¿Crees que tu idea no es viable? Sí, ese pequeño invento que no deja de rondarte la cabeza y que incluso ya has bocetado para darle forma. ¿Te preocupa que no le interese al consumidor y al mercado? Aunque consideres que todos los inventos, creaciones o productos que ya forman parte de tu rutina fueron un éxito desde sus orígenes, te interesará saber que muchos de ellos fueron rechazados en sus inicios.

 

¿Crees que sus creadores se rindieron y abandonaron en el camino? No, siguieron adelante a pesar de las críticas iniciales. Quizás te anime saber que actualmente es fácil crear un prototipo para testar y conocer la viabilidad de tu producto antes de descartarlo de antemano sin ningún tipo de fundamento.
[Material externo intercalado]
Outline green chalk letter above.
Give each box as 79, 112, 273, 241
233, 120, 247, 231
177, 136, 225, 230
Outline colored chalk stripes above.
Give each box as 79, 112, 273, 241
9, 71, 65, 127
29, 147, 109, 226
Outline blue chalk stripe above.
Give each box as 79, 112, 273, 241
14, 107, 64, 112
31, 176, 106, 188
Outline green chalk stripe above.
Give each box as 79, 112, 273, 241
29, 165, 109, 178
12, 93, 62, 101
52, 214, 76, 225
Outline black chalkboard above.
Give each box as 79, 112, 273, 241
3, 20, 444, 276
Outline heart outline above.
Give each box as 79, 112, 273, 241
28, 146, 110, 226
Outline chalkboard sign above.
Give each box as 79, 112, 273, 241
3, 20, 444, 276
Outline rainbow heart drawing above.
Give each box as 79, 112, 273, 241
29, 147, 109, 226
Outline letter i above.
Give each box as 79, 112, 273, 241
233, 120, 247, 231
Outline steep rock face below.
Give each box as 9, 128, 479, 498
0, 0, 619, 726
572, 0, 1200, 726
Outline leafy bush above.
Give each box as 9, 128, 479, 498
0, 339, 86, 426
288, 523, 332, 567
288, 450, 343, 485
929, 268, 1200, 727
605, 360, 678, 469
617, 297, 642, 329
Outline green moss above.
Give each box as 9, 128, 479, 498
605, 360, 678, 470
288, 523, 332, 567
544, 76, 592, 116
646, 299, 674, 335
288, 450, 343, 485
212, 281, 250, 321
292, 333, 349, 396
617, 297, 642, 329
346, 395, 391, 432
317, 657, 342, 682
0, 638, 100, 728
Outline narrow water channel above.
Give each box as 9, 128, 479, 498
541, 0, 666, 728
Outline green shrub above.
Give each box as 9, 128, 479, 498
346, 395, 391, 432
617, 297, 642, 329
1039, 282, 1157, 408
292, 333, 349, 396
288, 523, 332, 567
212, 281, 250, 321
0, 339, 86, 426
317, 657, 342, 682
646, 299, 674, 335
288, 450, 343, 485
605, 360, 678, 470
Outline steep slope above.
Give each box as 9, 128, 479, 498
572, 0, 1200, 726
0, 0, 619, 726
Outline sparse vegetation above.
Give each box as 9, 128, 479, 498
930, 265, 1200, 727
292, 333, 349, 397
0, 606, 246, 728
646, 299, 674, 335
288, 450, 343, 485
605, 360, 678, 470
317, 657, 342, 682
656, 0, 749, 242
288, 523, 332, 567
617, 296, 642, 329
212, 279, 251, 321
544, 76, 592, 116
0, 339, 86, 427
Porque, quién sabe… ¿y si tienes entre manos un nuevo invento imprescindible que está a punto de pasar a la historia?

 

Estos son algunos inventos que fueron rechazados en sus inicios, algo que ahora resultaría impensable.

 

El teléfono

El teléfono fue rechazado por la Western Union en 1876 por considerarlo un simple “juguete electrónico” y “un dispositivo sin valor”. En aquel siglo no supieron ver el potencial de uno de los mayores inventos de todos los tiempos, lo que sin duda nos deja sin palabras.

 

La fotocopiadora

Este invento fue considerado “una insensatez” porque no se le encontraba la funcionalidad a duplicar el mismo texto. Por esta razón fue rechazado por varias compañías antes de que una empresa familiar comprase la patente y fundara la Xerox Corporation.

 

El post-it

El caso del Post-it une varios factores que fundamentan la importancia de crear un prototipo para ver en qué se puede mejorar un producto antes de lanzarlo al mercado. Por una parte tenemos los experimentos con adhesivos que estaba realizando Spencer Silver y, por otra, la visión de Art Fry de aplicarlos al papel con función de marcapáginas. La idea no convenció a la compañía a la que ambos pertenecían: la 3M, pero al trabajar en las mejoras del producto consiguieron finalmente el visto bueno y salió al mercado en 1980.

 

El ordenador personal

“¿Para qué quiere la gente un ordenador?”. Quizás te suene esta frase ya famosa por su trascendencia. Hoy nos formularíamos la pregunta a la inversa, ya que no podemos plantearnos el día a día sin un ordenador. En 1976, Steve Wozniak presentó su visión a Hewlett-Packard, ya que por contrato estaba obligado a mostrar todas las ideas, y recibió esta respuesta que ahora no logramos entender.

 

El libro electrónico

Se dice que Bill Gates rechazó un prototipo de lector de libros electrónicos porque la pantalla táctil “nunca podría competir con el teclado”.

 

Si tienes una idea y confías en tu instinto, en Weprot nos encargamos de llevarla a la práctica para analizar su viabilidad mediante la creación de un prototipo. Esto te permitirá saber qué se puede mejorar en el producto, como en el caso del Post-it, o qué potencial tiene según sus consumidores finales.

 

Decir que no a un invento y rechazarlo de antemano no es la opción ni la actitud. ¿O crees que no se lo replantearían en todos los ejemplos anteriores?